Noi e il virus, un’uscita faticosa
A tutti viene chiesto un ultimo sforzo. Senza impegno individuale, l’uscita sarà più lunga e complicata. Mario Draghi lo ha ripetuto parlando delle vaccinazioni, che considera — giustamente — fondamentali. Una sua frase — e il tono con cui l’ha pronunciata — ha colpito molti: «Con che coscienza si salta la fila per i vaccini?!».
Il presidente del Consiglio ha ragione: troppi italiani sono diventati «saltafila». Ma si è trattato, quasi sempre, di un salto di gruppo. In regioni diverse, diverse categorie hanno ottenuto la priorità. Molti si sono sentiti giustificati: non hanno chiesto il vaccino in anticipo, lo hanno accettato. L’appartenenza è spesso più forte della coscienza, in Italia.

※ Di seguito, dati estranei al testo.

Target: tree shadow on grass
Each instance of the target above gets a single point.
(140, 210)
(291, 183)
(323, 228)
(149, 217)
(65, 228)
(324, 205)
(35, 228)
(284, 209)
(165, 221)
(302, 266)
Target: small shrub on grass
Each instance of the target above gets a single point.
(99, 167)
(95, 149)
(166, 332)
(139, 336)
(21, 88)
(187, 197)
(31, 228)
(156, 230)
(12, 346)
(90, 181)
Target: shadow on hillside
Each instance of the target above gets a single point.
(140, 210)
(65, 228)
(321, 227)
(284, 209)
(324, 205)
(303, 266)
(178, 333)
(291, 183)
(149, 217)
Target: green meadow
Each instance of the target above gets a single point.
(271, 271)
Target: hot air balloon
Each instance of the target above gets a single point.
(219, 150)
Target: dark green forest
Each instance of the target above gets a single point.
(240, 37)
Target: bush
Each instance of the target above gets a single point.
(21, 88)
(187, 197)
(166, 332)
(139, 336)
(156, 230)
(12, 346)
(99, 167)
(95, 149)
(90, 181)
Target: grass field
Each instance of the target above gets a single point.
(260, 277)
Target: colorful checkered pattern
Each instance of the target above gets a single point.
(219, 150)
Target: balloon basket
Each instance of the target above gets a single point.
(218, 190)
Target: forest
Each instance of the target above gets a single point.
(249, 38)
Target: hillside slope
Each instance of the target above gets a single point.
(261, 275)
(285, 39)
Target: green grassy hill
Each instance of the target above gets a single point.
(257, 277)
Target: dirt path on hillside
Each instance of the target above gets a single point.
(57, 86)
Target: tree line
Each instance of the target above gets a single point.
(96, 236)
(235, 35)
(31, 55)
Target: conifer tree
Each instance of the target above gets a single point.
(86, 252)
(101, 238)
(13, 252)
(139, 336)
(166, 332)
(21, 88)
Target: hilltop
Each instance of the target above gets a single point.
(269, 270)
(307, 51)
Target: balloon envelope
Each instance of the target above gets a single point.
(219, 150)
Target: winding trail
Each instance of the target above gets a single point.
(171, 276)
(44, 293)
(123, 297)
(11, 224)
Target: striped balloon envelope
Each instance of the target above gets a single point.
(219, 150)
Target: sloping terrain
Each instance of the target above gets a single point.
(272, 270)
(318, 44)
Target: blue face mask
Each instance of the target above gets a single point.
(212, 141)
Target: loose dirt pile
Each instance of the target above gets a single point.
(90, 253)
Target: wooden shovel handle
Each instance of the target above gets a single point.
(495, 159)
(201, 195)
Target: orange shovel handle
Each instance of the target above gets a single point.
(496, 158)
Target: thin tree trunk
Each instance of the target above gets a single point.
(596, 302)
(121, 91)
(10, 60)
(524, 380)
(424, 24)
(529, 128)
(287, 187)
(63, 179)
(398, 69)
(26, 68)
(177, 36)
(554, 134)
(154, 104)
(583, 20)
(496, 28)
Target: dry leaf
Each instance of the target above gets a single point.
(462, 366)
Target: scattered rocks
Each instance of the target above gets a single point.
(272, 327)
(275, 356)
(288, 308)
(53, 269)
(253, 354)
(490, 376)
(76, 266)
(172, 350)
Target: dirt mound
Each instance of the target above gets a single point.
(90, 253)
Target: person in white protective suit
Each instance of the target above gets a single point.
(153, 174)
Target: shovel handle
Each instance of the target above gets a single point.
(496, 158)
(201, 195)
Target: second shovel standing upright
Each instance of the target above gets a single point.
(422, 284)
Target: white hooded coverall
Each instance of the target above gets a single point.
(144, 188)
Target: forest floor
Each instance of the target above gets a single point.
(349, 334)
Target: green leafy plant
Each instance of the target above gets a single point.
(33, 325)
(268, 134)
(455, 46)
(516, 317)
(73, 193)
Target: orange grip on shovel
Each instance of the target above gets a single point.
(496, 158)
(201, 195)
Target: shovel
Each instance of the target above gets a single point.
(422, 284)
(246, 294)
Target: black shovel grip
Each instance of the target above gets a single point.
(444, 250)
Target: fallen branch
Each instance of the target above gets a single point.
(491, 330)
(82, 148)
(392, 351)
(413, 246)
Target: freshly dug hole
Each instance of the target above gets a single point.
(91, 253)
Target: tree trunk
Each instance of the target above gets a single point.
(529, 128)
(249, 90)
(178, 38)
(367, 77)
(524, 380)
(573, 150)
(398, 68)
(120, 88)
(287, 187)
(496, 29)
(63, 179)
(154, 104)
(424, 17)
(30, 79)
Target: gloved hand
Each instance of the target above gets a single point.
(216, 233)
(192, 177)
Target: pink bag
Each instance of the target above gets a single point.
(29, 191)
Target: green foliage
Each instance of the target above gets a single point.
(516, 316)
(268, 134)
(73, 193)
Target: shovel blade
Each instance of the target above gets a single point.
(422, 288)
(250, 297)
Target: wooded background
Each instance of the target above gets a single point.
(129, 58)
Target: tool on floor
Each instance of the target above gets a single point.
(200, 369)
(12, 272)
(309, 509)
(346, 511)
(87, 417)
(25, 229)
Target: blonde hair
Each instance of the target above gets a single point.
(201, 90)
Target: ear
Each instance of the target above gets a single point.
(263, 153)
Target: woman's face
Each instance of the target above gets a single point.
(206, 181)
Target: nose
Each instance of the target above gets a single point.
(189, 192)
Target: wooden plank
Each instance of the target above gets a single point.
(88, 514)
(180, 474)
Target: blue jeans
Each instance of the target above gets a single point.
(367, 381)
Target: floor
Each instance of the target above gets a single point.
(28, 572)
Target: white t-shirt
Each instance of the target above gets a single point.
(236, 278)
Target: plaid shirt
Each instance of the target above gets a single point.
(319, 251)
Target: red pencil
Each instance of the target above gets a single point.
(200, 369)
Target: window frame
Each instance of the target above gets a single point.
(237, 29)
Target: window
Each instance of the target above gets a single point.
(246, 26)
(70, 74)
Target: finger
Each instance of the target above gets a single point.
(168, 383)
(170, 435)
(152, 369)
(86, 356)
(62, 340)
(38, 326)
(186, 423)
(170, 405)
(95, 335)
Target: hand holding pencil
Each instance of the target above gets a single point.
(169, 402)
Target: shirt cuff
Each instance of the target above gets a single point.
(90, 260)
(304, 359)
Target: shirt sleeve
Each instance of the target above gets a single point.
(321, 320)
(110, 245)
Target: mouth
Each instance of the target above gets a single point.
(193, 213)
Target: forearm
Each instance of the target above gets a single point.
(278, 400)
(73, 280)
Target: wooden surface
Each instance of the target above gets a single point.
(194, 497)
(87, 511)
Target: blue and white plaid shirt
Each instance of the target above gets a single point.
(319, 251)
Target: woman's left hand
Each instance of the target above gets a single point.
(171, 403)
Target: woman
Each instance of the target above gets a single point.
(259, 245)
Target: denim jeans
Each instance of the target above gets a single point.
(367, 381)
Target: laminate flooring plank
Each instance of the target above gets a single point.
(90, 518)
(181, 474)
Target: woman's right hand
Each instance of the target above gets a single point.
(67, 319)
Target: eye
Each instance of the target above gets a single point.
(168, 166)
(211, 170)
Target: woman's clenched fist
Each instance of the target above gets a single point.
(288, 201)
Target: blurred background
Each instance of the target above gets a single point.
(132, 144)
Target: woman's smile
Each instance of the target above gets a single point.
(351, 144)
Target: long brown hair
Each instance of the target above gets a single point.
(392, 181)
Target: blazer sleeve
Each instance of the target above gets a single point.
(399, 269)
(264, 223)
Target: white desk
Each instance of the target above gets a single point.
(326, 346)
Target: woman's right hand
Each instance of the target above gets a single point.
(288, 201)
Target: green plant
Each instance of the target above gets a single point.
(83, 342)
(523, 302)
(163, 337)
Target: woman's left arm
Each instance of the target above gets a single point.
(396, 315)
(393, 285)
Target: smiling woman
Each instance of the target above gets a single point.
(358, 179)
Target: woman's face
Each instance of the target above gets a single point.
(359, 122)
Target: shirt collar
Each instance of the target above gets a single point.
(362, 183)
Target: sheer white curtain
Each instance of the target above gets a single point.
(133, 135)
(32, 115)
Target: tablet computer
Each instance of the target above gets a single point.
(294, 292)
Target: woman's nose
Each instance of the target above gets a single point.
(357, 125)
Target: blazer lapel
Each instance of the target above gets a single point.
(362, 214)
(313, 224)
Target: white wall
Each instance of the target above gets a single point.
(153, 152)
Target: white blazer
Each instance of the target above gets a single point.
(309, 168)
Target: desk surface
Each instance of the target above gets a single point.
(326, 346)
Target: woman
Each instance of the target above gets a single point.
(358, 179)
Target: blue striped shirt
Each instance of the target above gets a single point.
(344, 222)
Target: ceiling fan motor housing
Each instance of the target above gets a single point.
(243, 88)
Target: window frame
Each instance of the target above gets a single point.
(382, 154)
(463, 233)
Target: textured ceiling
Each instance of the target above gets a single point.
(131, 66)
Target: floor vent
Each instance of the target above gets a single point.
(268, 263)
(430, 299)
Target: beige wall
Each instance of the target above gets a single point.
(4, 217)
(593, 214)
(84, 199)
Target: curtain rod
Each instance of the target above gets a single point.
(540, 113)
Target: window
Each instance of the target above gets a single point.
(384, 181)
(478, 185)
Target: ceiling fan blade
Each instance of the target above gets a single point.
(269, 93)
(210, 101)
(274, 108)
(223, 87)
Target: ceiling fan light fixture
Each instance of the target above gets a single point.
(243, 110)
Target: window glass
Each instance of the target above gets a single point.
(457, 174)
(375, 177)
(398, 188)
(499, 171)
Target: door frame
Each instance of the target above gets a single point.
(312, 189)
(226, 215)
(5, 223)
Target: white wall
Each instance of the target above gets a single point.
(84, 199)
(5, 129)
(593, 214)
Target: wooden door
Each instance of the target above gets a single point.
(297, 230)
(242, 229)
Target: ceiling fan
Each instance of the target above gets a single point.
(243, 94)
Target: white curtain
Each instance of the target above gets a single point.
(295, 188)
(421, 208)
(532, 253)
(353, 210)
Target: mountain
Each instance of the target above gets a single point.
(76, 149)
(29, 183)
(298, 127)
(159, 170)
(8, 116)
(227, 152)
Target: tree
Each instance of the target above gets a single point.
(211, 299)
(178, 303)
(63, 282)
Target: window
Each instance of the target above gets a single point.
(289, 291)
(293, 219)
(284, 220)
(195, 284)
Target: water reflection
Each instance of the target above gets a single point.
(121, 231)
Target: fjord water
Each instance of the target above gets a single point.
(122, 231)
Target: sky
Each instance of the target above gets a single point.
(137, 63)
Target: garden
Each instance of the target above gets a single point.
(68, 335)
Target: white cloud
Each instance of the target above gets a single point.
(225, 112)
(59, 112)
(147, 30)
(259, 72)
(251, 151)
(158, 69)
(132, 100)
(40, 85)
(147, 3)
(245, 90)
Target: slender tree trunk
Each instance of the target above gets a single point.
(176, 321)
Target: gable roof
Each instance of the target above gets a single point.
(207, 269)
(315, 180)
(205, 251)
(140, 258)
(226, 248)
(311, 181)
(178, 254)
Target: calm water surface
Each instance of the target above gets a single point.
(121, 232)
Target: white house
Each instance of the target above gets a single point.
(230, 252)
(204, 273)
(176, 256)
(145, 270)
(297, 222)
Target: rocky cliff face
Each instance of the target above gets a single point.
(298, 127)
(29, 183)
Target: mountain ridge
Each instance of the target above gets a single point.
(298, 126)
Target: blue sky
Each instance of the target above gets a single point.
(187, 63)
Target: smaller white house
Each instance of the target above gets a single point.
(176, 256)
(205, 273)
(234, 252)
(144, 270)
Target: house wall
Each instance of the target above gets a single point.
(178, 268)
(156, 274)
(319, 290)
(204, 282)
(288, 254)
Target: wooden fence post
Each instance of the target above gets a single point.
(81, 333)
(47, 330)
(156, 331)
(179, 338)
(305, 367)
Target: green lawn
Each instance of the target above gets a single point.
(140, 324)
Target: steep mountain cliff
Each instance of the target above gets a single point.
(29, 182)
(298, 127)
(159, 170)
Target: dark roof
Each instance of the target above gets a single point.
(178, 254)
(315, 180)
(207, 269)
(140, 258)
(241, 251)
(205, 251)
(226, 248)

La determinazione con cui il premier si è appellato alla responsabilità dei singoli, giovedì nel corso della conferenza stampa, è condivisibile. Ma avrebbe potuto ricordare la superficialità (il cinismo?) di molte Regioni, che hanno utilizzato una scappatoia nel decreto — la categoria «altro» — per vaccinare 2 milioni e 300 mila persone che non erano né anziane né fragili, né sanitari né forze dell’ordine. Un quinto del totale. Non si poteva scrivere meglio, quella norma?
Un’espressione tristemente popolare recita: «Tutti colpevoli, nessun colpevole!». Non è questo il caso. Tutti colpevoli, almeno un po’; nessuno interamente innocente. Se ne siamo convinti, da qui si può ripartire. Governo, Regioni e categorie, ormai, dovrebbero avere imparato dai propri errori. Così noi cittadini. Se d’ora in poi ognuna farà la propria parte, e i vaccini arriveranno come promesso, potremo tornare liberi. Finalmente.
La pandemia — quante volte lo abbiamo detto, scritto, letto, ascoltato? — è un evidenziatore: le caratteristiche di un popolo, nel bene e nel male, balzano agli occhi. Negli ultimi quattordici mesi abbiamo visto di tutto, ma c’è una qualità italiana di cui s’è parlato poco: le cose le capiamo al volo. Tempo di usarla, quell’intelligenza. Ci mostrerà l’uscita.